I think you are missing part of the picture. If a client sends a request to you, you have to either put it somewhere, or drop it. The OS will buffer the TCP bytes, but will stall all the other incoming bytes as well. Even if the userspace appliation, grpc, ignores those bytes, they are still stuck in a buffer on your machine. If this buffer grows too much, the OS is going to start dropping packets, and make the connection speed plummet. The client will see this as deadline exceeded errors. The server will see this as head-of-line blocking. This is a bad way to handle overload.
If you accept the data from the OS, into your userspace program, you have control over it. You can prioritize it over other requests. (Remember, HTTP/2 multiplexes many requests over a single connection. If you stall the connection, the RPCs cannot be handled). Rather than letting clients hang and repeatedly try to reconnect, and send more data than you can buffer, you can directly fail the RPCs with an error indicating that clients should back off. It is cheap in terms of processing, and decreases latency in overload scenarios. This is a good way to handle overload.
Fixing the number of threads in the Server is tantamount to the bad way. The callbacks from the network thread (Netty in this case) will show up on the queue of the executor. The data will build up there until you OOM. If you limit the size of that queue and drop overload, callbacks will not fire, and your application threads will hang indefinitely. If you don't drop overload, the network threads will hang trying to get a spot in the executor queue, and will stop reading from the network. You are back to the first, bad solution.

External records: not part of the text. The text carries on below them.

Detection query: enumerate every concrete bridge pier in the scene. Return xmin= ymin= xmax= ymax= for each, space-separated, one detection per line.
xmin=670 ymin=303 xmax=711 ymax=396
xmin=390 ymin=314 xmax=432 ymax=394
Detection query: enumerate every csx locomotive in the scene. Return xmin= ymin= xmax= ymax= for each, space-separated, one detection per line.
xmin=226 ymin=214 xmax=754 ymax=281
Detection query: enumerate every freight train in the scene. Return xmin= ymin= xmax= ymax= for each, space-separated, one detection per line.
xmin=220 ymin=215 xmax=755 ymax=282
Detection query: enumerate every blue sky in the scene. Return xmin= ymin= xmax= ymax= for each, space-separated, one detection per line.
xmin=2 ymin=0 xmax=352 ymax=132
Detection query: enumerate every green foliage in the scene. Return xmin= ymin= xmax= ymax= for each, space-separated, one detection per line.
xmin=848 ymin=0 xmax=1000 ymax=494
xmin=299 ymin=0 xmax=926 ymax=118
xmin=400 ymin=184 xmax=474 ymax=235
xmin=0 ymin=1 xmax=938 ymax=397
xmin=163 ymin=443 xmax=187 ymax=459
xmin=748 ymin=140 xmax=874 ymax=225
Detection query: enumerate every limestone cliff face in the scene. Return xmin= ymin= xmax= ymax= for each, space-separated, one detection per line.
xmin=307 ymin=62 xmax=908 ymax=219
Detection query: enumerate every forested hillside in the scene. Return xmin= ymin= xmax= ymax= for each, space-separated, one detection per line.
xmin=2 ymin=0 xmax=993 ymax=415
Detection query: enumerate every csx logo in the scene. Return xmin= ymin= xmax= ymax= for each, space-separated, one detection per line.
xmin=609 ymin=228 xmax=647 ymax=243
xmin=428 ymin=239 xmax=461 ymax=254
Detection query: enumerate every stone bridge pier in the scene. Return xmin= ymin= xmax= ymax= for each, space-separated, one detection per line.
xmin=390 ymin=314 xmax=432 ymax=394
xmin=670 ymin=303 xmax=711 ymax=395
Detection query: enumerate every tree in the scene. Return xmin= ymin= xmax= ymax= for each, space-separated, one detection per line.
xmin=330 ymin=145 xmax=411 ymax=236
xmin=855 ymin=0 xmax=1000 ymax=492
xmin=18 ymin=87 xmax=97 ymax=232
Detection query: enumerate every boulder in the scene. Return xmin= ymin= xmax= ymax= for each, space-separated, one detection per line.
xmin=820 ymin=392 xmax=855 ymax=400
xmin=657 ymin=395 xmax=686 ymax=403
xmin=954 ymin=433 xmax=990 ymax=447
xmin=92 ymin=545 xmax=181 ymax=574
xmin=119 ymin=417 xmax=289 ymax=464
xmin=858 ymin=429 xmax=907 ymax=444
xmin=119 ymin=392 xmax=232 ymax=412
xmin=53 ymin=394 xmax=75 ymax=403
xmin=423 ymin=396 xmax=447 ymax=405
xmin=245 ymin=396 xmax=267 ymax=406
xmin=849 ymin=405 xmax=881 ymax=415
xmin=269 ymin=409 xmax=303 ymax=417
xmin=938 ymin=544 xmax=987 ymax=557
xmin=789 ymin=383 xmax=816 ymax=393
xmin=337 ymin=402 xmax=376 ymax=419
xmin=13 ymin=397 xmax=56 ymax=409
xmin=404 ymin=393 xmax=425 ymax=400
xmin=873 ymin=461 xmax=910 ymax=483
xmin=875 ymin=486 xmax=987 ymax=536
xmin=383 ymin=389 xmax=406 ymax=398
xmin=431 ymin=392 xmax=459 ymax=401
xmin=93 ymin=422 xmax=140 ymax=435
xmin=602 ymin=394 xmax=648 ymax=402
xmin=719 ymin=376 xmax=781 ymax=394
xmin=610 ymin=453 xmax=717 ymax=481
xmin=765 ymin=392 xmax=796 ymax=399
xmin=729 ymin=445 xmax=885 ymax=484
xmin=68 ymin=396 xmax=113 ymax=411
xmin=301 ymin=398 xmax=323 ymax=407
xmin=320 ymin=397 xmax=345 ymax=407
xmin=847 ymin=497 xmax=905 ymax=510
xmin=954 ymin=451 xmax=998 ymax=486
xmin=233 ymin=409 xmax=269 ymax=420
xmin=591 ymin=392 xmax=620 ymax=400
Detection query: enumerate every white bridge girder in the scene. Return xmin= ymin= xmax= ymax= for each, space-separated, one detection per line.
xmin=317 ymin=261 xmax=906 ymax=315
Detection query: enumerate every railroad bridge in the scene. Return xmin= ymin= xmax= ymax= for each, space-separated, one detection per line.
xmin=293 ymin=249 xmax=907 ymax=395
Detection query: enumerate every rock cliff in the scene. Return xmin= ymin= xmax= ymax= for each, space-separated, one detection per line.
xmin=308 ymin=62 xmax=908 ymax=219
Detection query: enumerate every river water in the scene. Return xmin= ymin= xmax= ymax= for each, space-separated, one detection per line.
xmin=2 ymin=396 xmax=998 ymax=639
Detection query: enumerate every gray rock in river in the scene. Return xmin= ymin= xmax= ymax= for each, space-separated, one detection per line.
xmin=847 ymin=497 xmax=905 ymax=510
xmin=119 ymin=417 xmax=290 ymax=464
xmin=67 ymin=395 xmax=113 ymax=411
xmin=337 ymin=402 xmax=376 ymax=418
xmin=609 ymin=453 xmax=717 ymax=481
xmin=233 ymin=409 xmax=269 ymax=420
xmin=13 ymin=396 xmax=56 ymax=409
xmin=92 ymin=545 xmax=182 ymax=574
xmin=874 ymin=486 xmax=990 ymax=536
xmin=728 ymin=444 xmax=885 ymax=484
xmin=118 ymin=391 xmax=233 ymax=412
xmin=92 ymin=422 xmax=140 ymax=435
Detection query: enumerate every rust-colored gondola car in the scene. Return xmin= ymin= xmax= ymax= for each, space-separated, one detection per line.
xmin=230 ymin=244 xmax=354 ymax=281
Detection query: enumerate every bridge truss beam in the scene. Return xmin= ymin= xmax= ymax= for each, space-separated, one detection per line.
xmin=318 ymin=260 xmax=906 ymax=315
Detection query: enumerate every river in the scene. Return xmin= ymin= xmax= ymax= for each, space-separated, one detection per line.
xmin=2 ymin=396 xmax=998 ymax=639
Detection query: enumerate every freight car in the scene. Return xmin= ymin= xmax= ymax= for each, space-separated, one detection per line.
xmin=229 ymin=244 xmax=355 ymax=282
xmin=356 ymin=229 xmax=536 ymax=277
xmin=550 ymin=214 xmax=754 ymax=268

Limiting the concurrency on an HTTP/2 basis only works per connection. It doesn't stop processing of existing RPCs, and it doesn't stop new RPCs from coming in. You will OOM.
The only other acceptable way to push back on clients is with Flow control signals. You can not call request() on the server call, which gRPC will convert to HTTP/2 window updates, and you can check isReady() to see if sending would block.
I think your problem is solved in ways other than the one you think you need. You are assuming too much about gRPC works. If you are afraid of malicious users, add auth.